Moore Threads has just announced its new MTT S4000 AI GPU that will work "seamlessly" with NVIDIA's CUDA framework, thanks to an in-house MUSIFY translation tool.
The new Moore Threads MTT S4000 AI GPU features MTLink 1.0, which is a new multi-GPU connector that we don't have photos of, but it sounds similar to NVIDIA's in-house NVLink connector. The new MTT S4000 AI GPU has 48GB of GDDR6 memory with up to 768GB/sec of memory bandwidth, compared to the 48GB of memory on NVIDIA's RTX 6000 GPU with 960GB/sec of memory bandwidth.
 
Moore Threads is passively cooling its new MTT S4000 AI GPU, with 25 TFLOPs of FP32 single-precision compute performance, 100 TFLOPs of FP16/BF16, and 200 TOPS in INT8. This is all found on a PCIe Gen5 x16 connector, too.

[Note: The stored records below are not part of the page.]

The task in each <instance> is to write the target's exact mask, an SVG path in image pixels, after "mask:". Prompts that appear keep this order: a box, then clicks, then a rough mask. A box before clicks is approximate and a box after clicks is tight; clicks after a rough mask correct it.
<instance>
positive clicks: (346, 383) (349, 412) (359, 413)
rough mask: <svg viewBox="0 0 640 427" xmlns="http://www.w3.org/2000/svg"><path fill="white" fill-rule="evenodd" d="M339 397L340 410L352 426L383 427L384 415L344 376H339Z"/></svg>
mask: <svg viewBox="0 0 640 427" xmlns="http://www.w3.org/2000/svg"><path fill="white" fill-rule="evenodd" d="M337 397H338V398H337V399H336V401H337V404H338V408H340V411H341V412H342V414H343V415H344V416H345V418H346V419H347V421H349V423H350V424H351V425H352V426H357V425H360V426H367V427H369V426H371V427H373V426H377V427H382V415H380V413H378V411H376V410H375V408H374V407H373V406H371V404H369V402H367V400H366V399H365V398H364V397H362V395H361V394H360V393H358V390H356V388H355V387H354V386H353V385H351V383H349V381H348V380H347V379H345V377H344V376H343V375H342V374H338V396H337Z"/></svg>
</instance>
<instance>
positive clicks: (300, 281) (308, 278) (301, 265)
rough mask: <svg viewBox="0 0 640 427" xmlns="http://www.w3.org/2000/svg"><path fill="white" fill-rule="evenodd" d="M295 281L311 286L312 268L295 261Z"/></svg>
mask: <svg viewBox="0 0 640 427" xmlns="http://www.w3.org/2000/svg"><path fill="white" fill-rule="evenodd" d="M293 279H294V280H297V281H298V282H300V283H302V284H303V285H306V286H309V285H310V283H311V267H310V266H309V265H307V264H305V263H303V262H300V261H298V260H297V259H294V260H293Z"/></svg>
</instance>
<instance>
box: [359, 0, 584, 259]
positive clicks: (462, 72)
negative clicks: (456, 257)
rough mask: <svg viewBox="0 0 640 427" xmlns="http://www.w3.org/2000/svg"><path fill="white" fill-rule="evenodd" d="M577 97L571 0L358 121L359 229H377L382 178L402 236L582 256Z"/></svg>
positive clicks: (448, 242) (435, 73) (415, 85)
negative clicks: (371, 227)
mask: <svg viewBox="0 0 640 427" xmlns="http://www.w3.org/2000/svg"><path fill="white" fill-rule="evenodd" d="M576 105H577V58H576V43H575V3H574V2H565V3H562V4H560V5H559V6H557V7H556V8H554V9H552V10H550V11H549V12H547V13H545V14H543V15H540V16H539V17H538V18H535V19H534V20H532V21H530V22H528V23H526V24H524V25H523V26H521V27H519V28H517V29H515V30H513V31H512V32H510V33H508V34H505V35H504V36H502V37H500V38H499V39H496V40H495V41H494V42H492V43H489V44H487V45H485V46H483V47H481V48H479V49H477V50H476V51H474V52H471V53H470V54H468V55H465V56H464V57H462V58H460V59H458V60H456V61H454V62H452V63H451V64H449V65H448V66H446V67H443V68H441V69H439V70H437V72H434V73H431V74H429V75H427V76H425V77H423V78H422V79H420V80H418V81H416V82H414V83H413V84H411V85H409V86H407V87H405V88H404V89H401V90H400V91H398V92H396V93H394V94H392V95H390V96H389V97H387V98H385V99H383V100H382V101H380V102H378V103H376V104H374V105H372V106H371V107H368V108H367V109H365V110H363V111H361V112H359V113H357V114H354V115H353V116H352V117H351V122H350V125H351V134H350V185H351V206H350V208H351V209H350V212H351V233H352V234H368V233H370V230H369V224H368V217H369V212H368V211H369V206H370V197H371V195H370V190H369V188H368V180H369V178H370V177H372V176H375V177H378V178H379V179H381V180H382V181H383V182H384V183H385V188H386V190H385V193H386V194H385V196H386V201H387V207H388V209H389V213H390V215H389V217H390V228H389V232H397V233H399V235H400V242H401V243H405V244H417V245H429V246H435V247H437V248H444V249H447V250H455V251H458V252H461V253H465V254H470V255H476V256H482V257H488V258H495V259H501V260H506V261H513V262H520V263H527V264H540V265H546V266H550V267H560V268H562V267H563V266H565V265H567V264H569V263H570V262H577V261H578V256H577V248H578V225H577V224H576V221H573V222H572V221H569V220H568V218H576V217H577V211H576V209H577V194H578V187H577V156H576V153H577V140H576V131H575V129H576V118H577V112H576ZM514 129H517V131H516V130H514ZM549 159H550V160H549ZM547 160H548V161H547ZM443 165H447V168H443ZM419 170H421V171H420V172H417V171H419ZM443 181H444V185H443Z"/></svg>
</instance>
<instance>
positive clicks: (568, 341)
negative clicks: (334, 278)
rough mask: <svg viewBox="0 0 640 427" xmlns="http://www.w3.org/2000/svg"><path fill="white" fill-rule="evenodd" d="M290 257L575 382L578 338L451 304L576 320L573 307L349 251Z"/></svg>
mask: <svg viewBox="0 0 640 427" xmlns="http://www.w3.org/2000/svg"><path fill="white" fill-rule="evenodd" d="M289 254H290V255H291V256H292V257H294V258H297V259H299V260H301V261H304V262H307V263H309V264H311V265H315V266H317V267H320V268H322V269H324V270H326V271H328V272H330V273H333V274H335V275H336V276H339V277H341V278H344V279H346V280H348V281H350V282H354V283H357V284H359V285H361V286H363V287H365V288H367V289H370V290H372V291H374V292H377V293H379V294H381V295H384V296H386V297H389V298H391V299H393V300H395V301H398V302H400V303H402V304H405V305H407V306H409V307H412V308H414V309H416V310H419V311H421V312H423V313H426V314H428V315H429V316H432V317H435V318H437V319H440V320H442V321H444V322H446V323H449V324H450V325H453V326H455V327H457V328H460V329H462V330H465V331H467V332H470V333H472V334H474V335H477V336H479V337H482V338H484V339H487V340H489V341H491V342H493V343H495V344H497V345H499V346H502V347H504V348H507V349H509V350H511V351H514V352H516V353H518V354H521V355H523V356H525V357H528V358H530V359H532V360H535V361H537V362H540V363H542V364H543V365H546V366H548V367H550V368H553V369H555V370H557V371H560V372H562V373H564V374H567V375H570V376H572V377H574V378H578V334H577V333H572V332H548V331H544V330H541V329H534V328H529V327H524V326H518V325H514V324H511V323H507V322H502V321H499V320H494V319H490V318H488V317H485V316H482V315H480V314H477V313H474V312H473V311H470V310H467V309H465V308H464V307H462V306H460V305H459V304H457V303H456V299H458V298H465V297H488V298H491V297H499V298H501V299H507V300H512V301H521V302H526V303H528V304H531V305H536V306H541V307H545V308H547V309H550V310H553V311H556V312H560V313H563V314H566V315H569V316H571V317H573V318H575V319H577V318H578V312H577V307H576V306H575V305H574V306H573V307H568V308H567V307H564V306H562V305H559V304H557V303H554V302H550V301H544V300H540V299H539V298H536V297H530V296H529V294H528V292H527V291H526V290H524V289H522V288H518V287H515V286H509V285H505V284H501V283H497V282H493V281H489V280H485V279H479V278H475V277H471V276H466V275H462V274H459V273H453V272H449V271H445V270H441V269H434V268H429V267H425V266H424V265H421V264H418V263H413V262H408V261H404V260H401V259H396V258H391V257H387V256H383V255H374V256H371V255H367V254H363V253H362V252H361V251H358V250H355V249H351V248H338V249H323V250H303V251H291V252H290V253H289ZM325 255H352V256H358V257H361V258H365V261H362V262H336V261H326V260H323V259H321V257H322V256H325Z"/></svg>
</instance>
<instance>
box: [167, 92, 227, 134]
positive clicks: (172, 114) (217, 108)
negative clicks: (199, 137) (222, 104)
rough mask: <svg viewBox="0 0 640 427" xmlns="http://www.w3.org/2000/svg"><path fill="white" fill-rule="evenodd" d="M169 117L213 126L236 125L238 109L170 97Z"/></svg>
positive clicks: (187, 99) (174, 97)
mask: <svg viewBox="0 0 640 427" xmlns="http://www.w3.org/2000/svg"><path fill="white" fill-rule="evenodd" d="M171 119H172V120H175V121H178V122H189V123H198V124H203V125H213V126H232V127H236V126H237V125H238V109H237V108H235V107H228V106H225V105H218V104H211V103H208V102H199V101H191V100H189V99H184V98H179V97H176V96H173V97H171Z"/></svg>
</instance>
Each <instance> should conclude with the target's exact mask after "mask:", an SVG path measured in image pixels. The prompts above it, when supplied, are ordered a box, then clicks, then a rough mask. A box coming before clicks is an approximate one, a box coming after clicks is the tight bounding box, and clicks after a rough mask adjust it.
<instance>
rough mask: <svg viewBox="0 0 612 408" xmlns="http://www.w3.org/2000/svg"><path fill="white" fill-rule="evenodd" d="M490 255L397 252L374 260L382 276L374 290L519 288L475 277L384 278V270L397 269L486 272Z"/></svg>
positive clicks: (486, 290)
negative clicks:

Moore Threads has made its new MTT S4000 AI GPU with larger customers in mind, who are wanting to have a KUAE Smart COmputing Center Solution. It's a full GPU-based stack for large-scale computing that the Chinese company can deploy in only 30 days. The GPU server supports 70 billion to 130 billion parameters training for Large Language Models (LMMs).
Moore Threads explained on its website: "In the era of large models, intelligent computing power represented by GPU is the cornerstone and the center of the generative AI world. Moore Thread cooperates with China Mobile Beijing Company, China Telecom Beijing Branch, Lenovo, 21Vianet, Halo New Network, Zoomlion Data, Shudao Intelligent Computing, China Development Intelligence Source, Qishang Online, Nortel Digital Beijing Digital Economy Computing Power More than ten companies including the Center, Ziguang Hengyue, Ruihua Industrial Holdings (Shandong), Saier Network, Zhongke Financial, Zhongyun Intelligent Computing, Jinzhou Yuanhang (in no particular order), jointly announced the "Moore Thread PES - KUAE Intelligent Computing Alliance" was established".
"The alliance will vigorously build and promote a national industrial intelligent computing platform from underlying hardware to software, tools and applications, aiming to achieve high utilization of clusters and become the first choice for large model training with easy-to-use, full-stack intelligent computing solutions".